Delphi, the UK-based automotive parts manufacturing company, will embark on the first automated cross-country trip on Sunday.
One of its self-driving research vehicles will drive across the US from San Francisco to New York.
The 3,500 mile journey will be the first and longest coast-to-coast drive by an automated vehicle.
It is partly a huge publicity stunt but also a research project for the firm.
The Delphi Automotive PLC driverless-car is the vehicle that will embark on the trip.
Delphi’s Chief Technology Officer Jeff Owens said that the test car has been tested on streets in California and Las Vegas.
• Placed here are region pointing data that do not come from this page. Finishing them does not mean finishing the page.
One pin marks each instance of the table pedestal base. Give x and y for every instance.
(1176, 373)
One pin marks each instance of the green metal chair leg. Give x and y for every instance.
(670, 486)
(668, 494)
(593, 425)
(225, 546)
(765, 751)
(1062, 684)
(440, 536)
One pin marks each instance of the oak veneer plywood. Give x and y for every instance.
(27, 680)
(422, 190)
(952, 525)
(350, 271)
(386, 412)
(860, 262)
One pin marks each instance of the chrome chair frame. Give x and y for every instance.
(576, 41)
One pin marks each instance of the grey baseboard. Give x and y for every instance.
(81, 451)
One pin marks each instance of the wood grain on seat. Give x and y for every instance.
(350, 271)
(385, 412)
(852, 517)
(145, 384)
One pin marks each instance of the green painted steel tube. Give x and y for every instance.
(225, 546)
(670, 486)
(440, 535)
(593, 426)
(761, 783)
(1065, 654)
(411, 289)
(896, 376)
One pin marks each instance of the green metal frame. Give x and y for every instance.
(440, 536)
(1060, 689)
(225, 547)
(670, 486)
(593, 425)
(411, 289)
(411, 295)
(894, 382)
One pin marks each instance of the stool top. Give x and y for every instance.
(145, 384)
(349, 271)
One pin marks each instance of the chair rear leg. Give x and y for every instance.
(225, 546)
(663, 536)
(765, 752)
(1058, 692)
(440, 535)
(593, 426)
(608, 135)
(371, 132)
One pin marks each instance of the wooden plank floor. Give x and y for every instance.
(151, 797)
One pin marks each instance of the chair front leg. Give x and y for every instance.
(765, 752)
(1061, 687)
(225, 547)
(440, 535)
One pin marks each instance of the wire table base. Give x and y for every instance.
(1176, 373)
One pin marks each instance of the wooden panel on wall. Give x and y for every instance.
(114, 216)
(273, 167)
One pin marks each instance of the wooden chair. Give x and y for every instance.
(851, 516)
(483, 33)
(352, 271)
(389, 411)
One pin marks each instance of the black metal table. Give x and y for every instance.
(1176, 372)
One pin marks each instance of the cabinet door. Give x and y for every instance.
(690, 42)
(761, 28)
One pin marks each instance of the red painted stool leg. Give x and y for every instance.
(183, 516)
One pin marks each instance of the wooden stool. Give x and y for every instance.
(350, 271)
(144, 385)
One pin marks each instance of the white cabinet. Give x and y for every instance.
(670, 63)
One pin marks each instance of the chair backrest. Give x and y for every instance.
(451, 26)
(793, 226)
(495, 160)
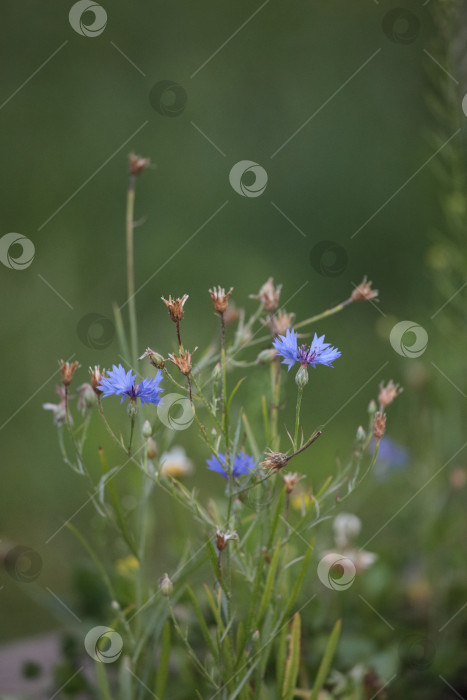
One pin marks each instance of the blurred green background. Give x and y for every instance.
(66, 134)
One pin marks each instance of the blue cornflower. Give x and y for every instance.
(242, 464)
(319, 352)
(123, 384)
The cross-country trip is the “ultimate test” though.
Jeff Owens said:
“Delphi had great success testing its car in California and on the streets of Las Vegas.”
“Now it’s time to put our vehicle to the ultimate test by broadening the range of driving conditions. This drive will help us collect invaluable data in our quest to deliver the best automotive grade technologies on the market.”
“The vehicle will be challenged under a variety of driving conditions from changing weather and terrain to potential road hazards — things that could never truly be testing in a lab,”
The technology on board the Delphi Automotive PLC driverless-car
To make the trip possible the car features a full suite of technologies, including:
- Radar, vision and Advanced Drive Assistance Systems (ADAS)
- Multi-domain controller: High-end microprocessor to seamlessly drive multiple features and functions
- V2V/V2X: Wireless vehicle communication technology extends the range of existing ADAS functionality
- Intelligent software that enables the vehicle to make complex, human-like decisions for real-world automated driving
Delphi’s active safety technologies allow the car to quickly make complex decisions, such as when to stop and then go at a four-way stop, merging on a highway, and determining the safest maneuver around a bicyclist on a city street.